Invoking the GC every frame probably won't improve average frame rate,
but it may help decrease the variance of the time it takes to process
each frame (so you get more consistent performance).

Paul




Dave Howell

1/26/2006 5:44:00 PM

0


On Jan 22, 2006, at 19:14, John Carter wrote:

> Trick Two...
>
> Memoization
>
> class Foo
> def initialize( thing)
> end
> end
>
> foo = Foo.new( thing)
>
> becomes...
>
> class Foo
> @@memo = Hash.new{|hash,key| hash[key] = Foo.new( key)}
>
> def create_foo( thing)
> @@memo[thing]
> end
>
> def initialize( thing)
> end
>
> end
>
>
> foo = Foo.create_foo( thing)

Er, um, huh?

All foo-links are tapping into a global-to-class hash called @@memo.
OK...
Foo.new has been rendered useless, apparently torturing anybody who
forgets by returning nil as a non-error?
Foo.create_foo(thing) does, well, I have no idea. What's "thing"
supposed to be? And why is create_foo using square brackets?

Sigh. Sometimes Ruby is *too* idiomatic.

What *is* "memo-ization?"



MenTaLguY

1/26/2006 6:17:00 PM

0

Quoting Dave Howell <groups@grandfenwick.net>:

> Sigh. Sometimes Ruby is *too* idiomatic.
>
> What *is* "memo-ization?"

It isn't actually a ruby-specific term:

http://en.wikipedia.org/wiki/M...

-mental


Dave Howell

1/26/2006 7:49:00 PM

0


On Jan 26, 2006, at 10:16, mental@rydia.net wrote:

> Quoting Dave Howell <groups@grandfenwick.net>:
>
>> Sigh. Sometimes Ruby is *too* idiomatic.
>>
>> What *is* "memo-ization?"
>
> It isn't actually a ruby-specific term:

I didn't think it was. That's why the comment and the question are in
separate paragraphs.

I might be able to guess what it is if I could read the Ruby code.
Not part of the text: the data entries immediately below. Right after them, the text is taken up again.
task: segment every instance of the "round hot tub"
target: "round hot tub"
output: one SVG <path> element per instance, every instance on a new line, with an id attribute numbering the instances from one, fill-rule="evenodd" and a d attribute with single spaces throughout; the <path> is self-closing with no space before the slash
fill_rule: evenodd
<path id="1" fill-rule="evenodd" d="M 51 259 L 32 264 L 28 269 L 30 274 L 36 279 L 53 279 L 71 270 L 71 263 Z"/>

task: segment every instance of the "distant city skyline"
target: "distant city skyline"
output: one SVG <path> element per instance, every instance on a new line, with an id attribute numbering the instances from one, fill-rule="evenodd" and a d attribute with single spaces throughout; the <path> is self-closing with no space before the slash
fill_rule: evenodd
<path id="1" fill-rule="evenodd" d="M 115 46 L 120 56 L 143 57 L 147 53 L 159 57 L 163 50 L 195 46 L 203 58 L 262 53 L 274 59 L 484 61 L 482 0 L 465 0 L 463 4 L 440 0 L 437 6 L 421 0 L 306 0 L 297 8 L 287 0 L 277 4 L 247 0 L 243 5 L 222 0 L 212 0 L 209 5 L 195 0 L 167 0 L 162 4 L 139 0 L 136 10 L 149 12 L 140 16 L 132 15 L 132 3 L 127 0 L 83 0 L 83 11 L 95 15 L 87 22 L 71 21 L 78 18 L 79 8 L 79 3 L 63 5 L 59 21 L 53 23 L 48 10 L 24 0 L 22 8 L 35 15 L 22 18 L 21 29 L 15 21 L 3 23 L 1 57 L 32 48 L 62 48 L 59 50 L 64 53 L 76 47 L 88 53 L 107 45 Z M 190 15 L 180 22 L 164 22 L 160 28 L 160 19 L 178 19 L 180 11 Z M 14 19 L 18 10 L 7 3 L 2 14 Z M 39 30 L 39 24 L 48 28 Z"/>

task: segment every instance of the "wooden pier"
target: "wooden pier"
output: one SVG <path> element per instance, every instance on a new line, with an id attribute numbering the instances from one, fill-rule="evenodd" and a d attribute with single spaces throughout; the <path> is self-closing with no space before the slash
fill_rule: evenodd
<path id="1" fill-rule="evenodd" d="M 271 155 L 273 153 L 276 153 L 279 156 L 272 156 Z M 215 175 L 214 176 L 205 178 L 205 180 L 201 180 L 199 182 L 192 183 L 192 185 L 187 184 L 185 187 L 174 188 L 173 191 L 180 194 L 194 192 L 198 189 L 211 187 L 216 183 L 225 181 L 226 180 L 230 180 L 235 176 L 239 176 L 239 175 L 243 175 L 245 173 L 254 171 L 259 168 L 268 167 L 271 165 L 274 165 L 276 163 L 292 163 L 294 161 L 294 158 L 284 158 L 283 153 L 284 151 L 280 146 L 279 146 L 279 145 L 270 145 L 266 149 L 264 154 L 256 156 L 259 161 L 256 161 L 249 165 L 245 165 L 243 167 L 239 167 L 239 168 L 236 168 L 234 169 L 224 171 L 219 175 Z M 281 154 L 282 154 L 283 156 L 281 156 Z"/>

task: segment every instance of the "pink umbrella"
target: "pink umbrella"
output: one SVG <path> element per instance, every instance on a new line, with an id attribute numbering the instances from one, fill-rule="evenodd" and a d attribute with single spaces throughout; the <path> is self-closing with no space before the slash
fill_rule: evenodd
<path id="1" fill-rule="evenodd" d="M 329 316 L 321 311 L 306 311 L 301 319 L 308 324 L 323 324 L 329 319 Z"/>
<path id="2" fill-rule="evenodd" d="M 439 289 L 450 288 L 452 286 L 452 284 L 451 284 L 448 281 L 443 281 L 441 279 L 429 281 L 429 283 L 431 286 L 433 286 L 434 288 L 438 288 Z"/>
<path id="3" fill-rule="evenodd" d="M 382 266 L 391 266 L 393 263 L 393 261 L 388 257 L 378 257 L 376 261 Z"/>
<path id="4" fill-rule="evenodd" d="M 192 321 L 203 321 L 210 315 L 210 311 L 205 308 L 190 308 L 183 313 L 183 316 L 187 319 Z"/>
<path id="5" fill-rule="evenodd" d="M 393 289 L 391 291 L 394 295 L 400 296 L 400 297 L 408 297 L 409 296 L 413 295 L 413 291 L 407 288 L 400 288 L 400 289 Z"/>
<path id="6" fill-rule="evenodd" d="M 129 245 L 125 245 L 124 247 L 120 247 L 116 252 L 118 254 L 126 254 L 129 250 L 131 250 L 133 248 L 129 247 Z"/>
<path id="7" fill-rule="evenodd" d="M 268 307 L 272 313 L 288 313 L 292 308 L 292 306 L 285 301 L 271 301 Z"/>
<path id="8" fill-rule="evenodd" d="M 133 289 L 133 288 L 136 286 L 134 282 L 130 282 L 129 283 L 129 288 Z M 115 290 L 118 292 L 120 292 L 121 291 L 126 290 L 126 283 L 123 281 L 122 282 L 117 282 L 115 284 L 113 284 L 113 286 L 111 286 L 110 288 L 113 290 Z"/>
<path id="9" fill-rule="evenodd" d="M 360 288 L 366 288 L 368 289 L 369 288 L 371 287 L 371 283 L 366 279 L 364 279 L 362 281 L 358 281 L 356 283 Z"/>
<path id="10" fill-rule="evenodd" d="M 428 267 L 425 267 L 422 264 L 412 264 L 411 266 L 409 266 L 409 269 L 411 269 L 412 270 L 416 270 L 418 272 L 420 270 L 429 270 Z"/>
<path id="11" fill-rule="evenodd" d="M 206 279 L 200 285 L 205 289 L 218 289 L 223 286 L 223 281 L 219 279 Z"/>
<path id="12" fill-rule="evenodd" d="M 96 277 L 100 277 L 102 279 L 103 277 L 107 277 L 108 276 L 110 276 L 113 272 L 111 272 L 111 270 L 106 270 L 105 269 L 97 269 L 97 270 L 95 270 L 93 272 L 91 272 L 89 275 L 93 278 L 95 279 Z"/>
But
I can't figure out what the code does.



Alex Combas

1/28/2006 12:19:00 AM

0

Hello,
I would really like to learn more about memoization
but unfortunately the gem doesnt seem to install properly on
my system (Ubuntu Linux) and I was told that in order
to get downloaded gems to work I would probably have
to uninstall the apt versions of ruby and rebuild everything
from source.

I dont really want to do that, so I was wondering if
the memoization library is small enough that I could
just put a copy into my path and include it that way,
rather than as an installed gem.

Does that sound like a sane alternative, or is my only
option to rip the ruby deb's out of my system and
start from scratch?


--
Alex Combas
http://noodlejunkie.blo...